We work with this design, not against it:
```rust
// From tidal/src/text/index.rs
pub struct TextIndex {
pub(crate) index: Index,
pub(crate) writer: Mutex<IndexWriter>,
pub(crate) reader: IndexReader,
pub(crate) fields: Arc<TantivyFields>,
pub(crate) config: TextIndexConfig,
pub(crate) entity_map: Arc<DashMap<u64, (u32, u32)>>,
}
```
The writer lives behind a `Mutex` and is exclusively owned by the syncer thread. The reader reloads automatically after each commit (with a short delay) in production, or manually in tests. This means search queries never block on writes, and writes never block on search queries. The only contention point is the reader reload, which is a lightweight operation -- swap a pointer to the new set of segment readers.
The `entity_map` is a `DashMap` that translates entity IDs to Tantivy `(segment_ord, doc_id)` pairs. It is rebuilt after every commit. This map enables the targeted scoring path: given a set of candidate entities from vector search, look up their Tantivy doc addresses and seek directly to them in the posting list. No full index scan required.
## The synchronous flush
Tests need determinism. "Sleep 2.5 seconds and hope the syncer has committed" is not determinism. So we added a flush channel:
```rust
// From tidal/src/db/items.rs
pub fn flush_text_index(&self) -> crate::Result<()> {
if let Some(ref flush_tx) = self.text_flush_tx {
let (ack_tx, ack_rx) = crossbeam::channel::bounded(1);
let _ = flush_tx.send(ack_tx);
let _ = ack_rx.recv_timeout(std::time::Duration::from_secs(10));
}
self.reload_text_index()
}
```
The caller sends a one-shot `Sender<()>` to the syncer. The syncer drains all pending writes from the channel, commits, and sends acknowledgment back. The caller blocks until it receives the ack, then reloads the reader. After `flush_text_index()` returns, every entity written before the flush is visible in search. Deterministic. No sleep.
This pattern is simple because the syncer already owns the writer lock and the commit logic. The flush is not a new code path -- it is a trigger for the existing commit path with a synchronization barrier.
## Two collectors, two use cases
The search pipeline needs BM25 scores in two modes. The `AllScoresCollector` returns every matching document with its score -- no top-K truncation, no re-ranking by Tantivy.

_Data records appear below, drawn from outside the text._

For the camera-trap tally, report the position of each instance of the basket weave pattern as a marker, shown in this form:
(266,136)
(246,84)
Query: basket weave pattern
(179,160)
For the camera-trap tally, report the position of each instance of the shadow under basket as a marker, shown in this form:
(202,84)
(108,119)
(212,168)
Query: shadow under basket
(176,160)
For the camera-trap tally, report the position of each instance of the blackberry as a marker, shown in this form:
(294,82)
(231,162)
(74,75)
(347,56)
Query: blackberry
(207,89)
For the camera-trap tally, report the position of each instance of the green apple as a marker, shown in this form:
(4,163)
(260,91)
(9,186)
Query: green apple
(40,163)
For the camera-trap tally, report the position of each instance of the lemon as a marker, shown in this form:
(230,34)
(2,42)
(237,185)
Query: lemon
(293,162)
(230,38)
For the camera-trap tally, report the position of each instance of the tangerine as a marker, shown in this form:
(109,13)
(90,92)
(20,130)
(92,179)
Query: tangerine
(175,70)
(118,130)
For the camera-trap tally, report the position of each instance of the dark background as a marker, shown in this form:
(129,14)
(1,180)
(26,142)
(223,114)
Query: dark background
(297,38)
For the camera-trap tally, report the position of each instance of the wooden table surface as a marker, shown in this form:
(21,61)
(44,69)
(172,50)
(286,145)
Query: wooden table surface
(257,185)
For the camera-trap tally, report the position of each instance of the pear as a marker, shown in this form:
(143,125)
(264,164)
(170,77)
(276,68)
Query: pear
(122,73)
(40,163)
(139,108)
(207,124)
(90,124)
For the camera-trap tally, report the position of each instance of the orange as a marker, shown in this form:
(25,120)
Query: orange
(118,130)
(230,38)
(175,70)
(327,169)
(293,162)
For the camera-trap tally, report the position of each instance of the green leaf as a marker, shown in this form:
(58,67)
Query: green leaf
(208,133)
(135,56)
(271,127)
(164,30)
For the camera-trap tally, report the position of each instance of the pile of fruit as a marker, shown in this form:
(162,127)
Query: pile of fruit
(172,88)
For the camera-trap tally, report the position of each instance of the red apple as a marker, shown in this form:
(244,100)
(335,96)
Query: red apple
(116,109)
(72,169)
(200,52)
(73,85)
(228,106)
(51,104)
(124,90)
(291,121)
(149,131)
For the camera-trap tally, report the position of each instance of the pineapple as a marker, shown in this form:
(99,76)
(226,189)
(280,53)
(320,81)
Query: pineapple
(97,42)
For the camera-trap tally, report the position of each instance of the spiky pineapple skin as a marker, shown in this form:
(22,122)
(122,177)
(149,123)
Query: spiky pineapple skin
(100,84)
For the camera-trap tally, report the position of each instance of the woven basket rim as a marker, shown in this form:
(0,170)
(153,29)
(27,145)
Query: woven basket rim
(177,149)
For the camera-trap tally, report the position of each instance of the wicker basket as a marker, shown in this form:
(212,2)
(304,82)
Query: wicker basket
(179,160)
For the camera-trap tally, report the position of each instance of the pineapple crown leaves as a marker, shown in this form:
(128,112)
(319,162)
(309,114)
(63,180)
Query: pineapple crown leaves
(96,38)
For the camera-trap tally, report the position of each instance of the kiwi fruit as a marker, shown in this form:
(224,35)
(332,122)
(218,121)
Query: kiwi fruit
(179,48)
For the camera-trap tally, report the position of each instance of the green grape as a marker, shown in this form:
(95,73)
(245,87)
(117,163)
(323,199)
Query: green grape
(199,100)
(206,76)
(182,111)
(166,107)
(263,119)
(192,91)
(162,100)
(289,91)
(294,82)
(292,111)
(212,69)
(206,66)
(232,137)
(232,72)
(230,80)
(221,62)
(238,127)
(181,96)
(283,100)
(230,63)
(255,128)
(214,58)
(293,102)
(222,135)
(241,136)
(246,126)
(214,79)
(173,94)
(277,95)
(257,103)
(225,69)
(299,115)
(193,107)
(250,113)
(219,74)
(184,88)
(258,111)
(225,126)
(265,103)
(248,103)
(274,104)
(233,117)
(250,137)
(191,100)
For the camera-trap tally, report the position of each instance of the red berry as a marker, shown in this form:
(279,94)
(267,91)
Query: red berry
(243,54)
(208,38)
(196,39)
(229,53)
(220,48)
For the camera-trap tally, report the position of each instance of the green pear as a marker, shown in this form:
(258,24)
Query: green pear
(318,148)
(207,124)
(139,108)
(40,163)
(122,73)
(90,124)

This is the building block for hybrid search, where BM25 scores are one signal among many and the final ranking is done by the profile executor, not the text index.
```rust
// From tidal/src/text/collectors.rs
impl SegmentCollector for AllScoresSegmentCollector {
type Fruit = Vec<(EntityId, f32)>;
fn collect(&mut self, doc: DocId, score: Score) {
let eid_val = self.entity_id_col.get_val(doc);
self.results.push((EntityId::new(eid_val), score));
}
fn harvest(self) -> Self::Fruit {
self.results
}
}
```
The key detail: `requires_scoring()` returns `true`. Without this, Tantivy skips BM25 computation entirely and every document receives a score of 0.0. The research document identified this as a gotcha. The implementation handles it.

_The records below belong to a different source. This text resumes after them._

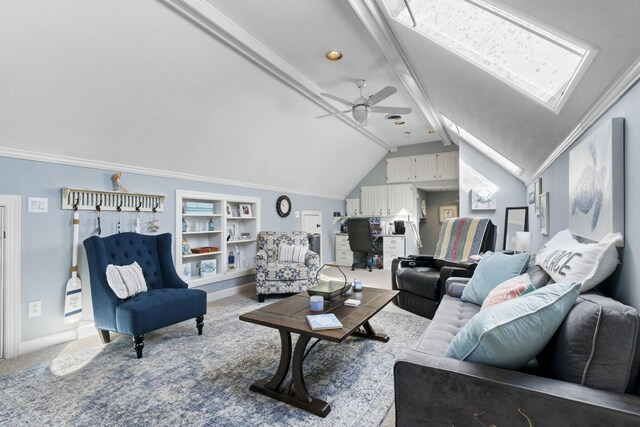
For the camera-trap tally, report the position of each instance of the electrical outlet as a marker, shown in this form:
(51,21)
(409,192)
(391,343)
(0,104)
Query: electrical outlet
(35,308)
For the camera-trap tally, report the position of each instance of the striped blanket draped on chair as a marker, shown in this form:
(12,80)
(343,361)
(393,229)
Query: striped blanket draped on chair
(460,238)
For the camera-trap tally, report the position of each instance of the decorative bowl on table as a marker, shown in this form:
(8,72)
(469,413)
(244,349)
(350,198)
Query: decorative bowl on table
(329,287)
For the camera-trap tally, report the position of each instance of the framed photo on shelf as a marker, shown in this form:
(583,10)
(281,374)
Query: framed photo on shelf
(447,210)
(245,209)
(231,232)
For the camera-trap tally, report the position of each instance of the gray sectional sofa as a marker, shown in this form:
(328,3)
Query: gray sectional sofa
(585,376)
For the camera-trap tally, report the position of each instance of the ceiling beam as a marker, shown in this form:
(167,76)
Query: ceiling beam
(210,19)
(375,22)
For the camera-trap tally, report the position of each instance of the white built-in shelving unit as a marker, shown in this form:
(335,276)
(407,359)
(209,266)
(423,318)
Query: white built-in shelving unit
(222,223)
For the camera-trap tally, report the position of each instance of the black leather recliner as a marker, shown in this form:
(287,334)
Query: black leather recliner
(420,278)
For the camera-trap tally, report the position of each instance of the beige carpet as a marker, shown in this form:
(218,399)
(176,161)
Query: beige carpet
(376,278)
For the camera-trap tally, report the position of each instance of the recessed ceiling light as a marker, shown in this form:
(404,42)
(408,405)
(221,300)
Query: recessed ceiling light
(334,55)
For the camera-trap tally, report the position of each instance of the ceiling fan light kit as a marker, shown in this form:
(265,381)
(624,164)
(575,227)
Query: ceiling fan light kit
(362,107)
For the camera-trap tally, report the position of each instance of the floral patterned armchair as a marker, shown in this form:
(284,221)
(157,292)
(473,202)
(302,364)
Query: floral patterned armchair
(280,277)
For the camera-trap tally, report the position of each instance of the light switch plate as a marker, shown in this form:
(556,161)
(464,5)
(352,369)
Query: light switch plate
(38,205)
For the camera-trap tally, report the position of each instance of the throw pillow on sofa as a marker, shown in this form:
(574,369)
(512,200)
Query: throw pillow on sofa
(510,334)
(566,259)
(493,269)
(291,253)
(126,280)
(508,290)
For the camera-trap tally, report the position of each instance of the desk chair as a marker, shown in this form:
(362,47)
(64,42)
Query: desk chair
(361,240)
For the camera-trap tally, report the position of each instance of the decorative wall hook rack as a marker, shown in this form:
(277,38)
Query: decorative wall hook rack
(88,200)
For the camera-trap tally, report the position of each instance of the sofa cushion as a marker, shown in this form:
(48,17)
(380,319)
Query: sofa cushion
(286,271)
(452,315)
(566,259)
(510,334)
(493,269)
(595,345)
(422,281)
(158,308)
(508,290)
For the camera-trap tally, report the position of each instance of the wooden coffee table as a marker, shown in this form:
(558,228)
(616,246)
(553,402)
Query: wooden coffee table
(290,315)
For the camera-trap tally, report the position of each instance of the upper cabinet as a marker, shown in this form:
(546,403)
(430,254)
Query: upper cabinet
(427,167)
(387,200)
(373,200)
(447,165)
(399,170)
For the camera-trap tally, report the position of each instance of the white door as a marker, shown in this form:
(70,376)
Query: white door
(400,199)
(448,165)
(312,223)
(398,169)
(1,282)
(425,167)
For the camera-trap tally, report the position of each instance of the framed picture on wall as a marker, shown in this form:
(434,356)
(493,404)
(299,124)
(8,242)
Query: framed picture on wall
(544,214)
(538,192)
(447,210)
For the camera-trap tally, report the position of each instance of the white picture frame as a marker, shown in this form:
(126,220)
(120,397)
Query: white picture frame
(245,210)
(544,214)
(596,183)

The `score_candidates` function takes the other path. Given a pre-sorted list of `(segment_ord, doc_id, entity_id)` triples -- entities already selected by vector search or signal ranking -- it seeks through Tantivy's posting lists and scores only those documents. This is the targeted scoring path the research document recommended:
```rust
// From tidal/src/text/collectors.rs -- seek-based scoring
for &(_, doc_id, entity_id) in seg_candidates {
if scorer.doc() > doc_id {
continue;
}
let reached = scorer.seek(doc_id);
if reached == doc_id {
results.push((entity_id, scorer.score()));
}
if reached == TERMINATED {
break;
}
}
```
`DocSet::seek()` is forward-only -- a Lucene-inherited design where the posting list cursor never moves backward. Candidates must be sorted ascending by `(segment_ord, doc_id)`. The implementation groups candidates by segment to reuse scorers, then seeks within each segment in order.
## The pattern underneath
Tantivy is not the only derived index in tidalDB.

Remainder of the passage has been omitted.